Female Nobel Peace laureates Karman and Maguire visit no-man’s land
02:11 PM, February 27, 2018 / LAST MODIFIED: 03:50 PM, February 27, 2018

‘We will fight for your justice’

Female Nobel laureates assure Rohingya women

The female Nobel laureates have assured the tortured Rohingya women that they will fight for their justice after listening to their harrowing tales of brutalities in Myanmar.

“They [Nobel laureates] were able to communicate very powerful messages to the Rohingya women. They said ‘we are your voice and we will fight for justice for you’” Nobel Women Initiative’s Media Consultant Veronica Pedrosa, who accompanied the laureates to Ghundhum of Naikkhangchhari in Bandarban said today.

“You should be proud to say ‘I am a Rohingya,’” Pedrosa told The Daily Star by phone, quoting the female Nobel Peace laureates as saying.

In tears, female Nobel laureates Tawakkol Karman and Mairead Maguire listened for two hours to the stories of Rohingya refugees stuck in no-man’s land in Naikkhangchhari upazila of Bandarban while visiting the area this morning.

They were visiting the Zero point area of Ghumdum union in Naikkhangchhari upazila where thousands of Rohingya refugees have taken shelter in the no-man’s land, reports our Cox’s Bazar staff correspondent.

As the news of their arrival spread, hundreds of Rohingya female and children refugees crossed a small creek and moved into Bangladesh territory through Konapara. They shared stories of their torture and persecution in the hands of the Myanmar military in Rakhine state.

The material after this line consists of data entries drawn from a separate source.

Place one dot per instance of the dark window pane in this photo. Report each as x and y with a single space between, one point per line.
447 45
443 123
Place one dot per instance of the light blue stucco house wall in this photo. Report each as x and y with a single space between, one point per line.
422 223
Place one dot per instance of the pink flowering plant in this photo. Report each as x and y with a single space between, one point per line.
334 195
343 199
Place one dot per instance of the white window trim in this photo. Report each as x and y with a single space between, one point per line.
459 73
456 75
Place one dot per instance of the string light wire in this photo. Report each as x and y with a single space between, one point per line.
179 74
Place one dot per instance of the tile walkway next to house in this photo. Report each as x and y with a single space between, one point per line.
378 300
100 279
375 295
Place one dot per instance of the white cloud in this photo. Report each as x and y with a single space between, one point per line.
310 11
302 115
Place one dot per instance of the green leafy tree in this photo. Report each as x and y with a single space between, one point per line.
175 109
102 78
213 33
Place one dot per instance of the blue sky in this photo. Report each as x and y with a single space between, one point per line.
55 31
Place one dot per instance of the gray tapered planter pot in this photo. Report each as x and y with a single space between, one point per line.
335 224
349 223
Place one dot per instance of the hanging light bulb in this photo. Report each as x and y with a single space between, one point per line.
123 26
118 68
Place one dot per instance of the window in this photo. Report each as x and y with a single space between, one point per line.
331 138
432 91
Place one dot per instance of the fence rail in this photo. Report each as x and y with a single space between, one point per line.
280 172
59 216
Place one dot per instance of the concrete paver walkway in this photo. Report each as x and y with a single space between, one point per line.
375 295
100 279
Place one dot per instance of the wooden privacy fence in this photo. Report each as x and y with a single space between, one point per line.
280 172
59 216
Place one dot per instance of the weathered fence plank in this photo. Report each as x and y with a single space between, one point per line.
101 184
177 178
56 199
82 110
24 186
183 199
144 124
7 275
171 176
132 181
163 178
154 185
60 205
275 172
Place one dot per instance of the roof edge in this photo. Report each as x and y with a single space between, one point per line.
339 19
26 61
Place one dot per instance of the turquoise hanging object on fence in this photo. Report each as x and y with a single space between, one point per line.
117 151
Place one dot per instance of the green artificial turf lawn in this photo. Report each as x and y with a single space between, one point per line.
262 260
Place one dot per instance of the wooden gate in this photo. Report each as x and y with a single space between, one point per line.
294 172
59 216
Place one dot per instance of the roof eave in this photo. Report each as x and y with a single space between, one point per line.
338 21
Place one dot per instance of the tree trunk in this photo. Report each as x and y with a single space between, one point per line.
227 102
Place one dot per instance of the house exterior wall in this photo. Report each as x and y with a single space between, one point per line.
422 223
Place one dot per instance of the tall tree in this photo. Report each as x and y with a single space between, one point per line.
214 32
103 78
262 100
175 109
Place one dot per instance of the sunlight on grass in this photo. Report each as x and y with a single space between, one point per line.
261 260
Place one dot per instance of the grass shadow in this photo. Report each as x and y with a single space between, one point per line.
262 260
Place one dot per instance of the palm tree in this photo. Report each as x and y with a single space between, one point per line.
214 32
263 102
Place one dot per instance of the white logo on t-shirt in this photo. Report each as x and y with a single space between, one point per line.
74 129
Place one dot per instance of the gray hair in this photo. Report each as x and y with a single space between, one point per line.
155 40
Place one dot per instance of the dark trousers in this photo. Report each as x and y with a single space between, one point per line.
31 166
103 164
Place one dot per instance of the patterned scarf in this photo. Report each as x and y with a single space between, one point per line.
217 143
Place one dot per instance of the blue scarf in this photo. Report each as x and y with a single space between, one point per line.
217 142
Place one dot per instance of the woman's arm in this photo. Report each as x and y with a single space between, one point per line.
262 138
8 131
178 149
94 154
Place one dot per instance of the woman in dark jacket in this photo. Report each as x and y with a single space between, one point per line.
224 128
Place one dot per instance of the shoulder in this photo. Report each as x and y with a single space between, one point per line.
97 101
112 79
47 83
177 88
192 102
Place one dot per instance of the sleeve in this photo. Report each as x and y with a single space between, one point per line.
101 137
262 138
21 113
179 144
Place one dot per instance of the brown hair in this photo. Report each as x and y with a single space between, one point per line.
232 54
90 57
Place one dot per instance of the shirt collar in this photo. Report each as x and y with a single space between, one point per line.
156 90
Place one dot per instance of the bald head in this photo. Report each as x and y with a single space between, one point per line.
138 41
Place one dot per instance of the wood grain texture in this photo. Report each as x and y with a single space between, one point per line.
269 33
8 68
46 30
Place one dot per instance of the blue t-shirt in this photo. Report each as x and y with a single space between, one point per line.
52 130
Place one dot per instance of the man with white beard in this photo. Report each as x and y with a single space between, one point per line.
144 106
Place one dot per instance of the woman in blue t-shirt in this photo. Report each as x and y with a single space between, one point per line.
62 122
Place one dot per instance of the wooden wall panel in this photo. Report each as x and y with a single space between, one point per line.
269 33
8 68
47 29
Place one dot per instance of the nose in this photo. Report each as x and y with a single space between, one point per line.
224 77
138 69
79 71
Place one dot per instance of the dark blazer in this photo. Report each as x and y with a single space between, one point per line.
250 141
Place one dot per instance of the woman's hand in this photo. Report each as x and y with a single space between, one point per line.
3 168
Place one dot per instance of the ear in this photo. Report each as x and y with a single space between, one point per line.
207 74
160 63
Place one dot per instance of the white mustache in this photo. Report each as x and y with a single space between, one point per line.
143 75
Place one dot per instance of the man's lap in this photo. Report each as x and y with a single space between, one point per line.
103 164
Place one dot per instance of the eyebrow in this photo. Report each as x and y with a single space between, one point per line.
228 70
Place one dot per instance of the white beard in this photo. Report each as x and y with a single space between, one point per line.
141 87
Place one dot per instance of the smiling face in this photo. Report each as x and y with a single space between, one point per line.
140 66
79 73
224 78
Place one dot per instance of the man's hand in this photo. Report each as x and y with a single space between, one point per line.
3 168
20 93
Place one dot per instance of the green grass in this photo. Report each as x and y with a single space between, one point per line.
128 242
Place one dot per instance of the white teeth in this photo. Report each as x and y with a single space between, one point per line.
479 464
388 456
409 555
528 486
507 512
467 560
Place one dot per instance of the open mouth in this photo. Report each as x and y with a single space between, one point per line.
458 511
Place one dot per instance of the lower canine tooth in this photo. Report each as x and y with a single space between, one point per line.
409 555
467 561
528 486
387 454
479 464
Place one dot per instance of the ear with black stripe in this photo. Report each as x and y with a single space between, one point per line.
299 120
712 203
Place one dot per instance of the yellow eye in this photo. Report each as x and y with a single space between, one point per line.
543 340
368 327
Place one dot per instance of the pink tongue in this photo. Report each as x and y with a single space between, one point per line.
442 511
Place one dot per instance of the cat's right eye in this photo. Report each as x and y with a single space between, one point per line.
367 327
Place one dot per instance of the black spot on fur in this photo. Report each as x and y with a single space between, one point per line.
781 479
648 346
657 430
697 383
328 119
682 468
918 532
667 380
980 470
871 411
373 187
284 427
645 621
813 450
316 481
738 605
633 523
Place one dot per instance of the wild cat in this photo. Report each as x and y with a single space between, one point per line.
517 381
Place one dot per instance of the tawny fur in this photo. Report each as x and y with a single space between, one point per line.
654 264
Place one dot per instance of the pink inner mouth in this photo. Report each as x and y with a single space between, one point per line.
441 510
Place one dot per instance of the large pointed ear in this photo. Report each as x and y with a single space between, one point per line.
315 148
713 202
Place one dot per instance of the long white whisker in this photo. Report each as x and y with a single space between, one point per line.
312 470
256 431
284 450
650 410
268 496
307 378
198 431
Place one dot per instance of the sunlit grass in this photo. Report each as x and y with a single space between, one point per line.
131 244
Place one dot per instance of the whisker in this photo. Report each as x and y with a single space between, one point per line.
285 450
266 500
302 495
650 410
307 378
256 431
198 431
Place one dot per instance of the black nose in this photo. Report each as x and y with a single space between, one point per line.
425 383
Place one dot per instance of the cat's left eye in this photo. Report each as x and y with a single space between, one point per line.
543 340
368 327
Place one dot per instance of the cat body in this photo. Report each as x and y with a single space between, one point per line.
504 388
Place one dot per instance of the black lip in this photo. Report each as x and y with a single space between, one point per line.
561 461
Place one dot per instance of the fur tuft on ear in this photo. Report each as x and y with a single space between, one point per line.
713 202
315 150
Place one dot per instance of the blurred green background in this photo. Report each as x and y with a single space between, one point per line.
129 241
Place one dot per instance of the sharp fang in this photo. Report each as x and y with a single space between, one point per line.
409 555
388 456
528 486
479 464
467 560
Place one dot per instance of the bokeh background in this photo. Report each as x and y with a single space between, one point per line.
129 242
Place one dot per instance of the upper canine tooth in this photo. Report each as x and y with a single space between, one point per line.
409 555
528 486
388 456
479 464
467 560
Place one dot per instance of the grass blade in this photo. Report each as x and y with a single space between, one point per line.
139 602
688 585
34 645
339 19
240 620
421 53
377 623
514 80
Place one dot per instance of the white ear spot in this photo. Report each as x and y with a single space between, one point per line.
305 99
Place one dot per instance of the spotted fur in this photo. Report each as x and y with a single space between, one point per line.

The Nobel Women's Initiative, a platform of six female peace laureates established in 2006, has organised the visit in partnership with Naripokkho. On Sunday, they visited the refugee camps in Kutupalang and Balukhali.

“My mother was killed in front of my own eyes. And the Myanmar military took away my father in a car and he has been missing till now,” said one refugee girl, aged 13 who escaped from Kochugunia of Maungdaw with her six siblings and has been staying in the no-man’s land.

Another refugee, a severely distressed woman, aged 35, told the Nobel laureates that the Myanmar army killed her husband and snatched her two-year-old child and threw the child into burning flames.